William Roland Hartston
(born London
12 August 1947) is an English
chess player who played competitively from
1962 to 1987 with a highest Elo rating of
2515. However, he failed by the closest possible margin to
achieve the results required for the formal award of the title of
International Grandmaster.
Hartston is probably best known as a chess author and presenter of
the game on television.
At the
19th Chess Olympiad, held at Siegen
1970, he won
the gold medal for best score on board 3 (78.1%). He won the
British Chess
Championship in 1973 and 1975, the former being one year after
he was awarded the
International
Master title.
During the 1980s he presented the BBC series
Play Chess
and since the early 1970s, has made many TV appearances for the
BBC, usually in the role of expert commentator
and analyst on chess world title matches, including
Bobby Fischer-
Boris
Spassky,
Karpov-
Korchnoi,
Kasparov-
Nigel Short and Kasparov-
Viswanathan Anand. He has since
diversified into a number of creative areas, running competitions
in creative thinking for
The
Independent newspaper and the
Mind Sports Olympiad. He writes the
off-beat
Beachcomber column for the
Daily Express and books on chess,
mathematics, humour and trivia. Aside from being a chess player,
Hartston is a Cambridge-educated mathematician and industrial
psychologist.
During the 1980s, he was recruited by
Meredith Belbin to work as part of a
multi-disciplinary team researching the dynamics of team roles at
the Industrial Training Research Unit in Cambridge.

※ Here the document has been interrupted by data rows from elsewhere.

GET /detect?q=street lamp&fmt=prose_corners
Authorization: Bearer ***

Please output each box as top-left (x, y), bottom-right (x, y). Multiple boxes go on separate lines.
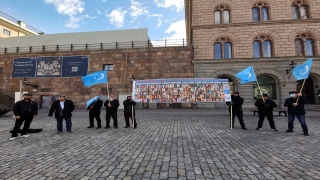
top-left (286, 61), bottom-right (297, 74)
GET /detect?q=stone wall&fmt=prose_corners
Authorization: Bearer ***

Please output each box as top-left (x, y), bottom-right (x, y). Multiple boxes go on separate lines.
top-left (0, 46), bottom-right (193, 108)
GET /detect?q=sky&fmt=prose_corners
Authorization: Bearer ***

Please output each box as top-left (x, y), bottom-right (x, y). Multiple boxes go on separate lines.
top-left (0, 0), bottom-right (186, 40)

He has since been a regular guest on the
BBC
Radio 4 programme,
Puzzle
Panel.
"Bill" Hartston was the first of three British chess champions to
be married to
Woman Grandmaster Dr
Jana Bellin (née Malypetrova).His second
wife, Elizabeth, bore him two sons; James and Nicholas.
Bibliography
- How To Cheat At Chess (1977)
- Penguin Book of Chess Openings (1978)
- Soft Pawn (1980)
- The Ultimate Irrelevant Encyclopaedia (1984)

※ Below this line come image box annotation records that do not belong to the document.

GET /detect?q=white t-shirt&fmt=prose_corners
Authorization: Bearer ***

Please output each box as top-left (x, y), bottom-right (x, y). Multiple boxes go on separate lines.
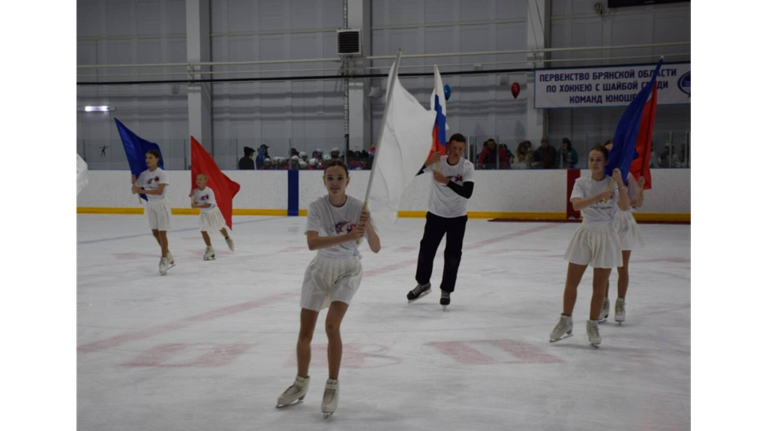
top-left (304, 196), bottom-right (378, 260)
top-left (195, 187), bottom-right (216, 213)
top-left (136, 168), bottom-right (171, 202)
top-left (424, 156), bottom-right (475, 218)
top-left (571, 175), bottom-right (619, 223)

- The Kings of Chess (1985)
- Chess - The Making of the Musical (1986)
- Drunken Goldfish and Other Irrelevant Scientific
Research (1988)
- How was it for you, Professor? (1992)
- The Guinness Book of Chess Grandmasters (1996)
- Teach Yourself Better Chess (1997)
- The Book of Numbers: The Ultimate Compendium of Facts About
Figures (2000)
- What Are the Chances of That? (2004)
- What's What - The Encyclopedia of Quite Extraordinary
Information (2005)
- The Encyclopedia of Useless Information (2007)
He has written various technical chess books under his full name of
William R. Hartston or William Roland Hartston.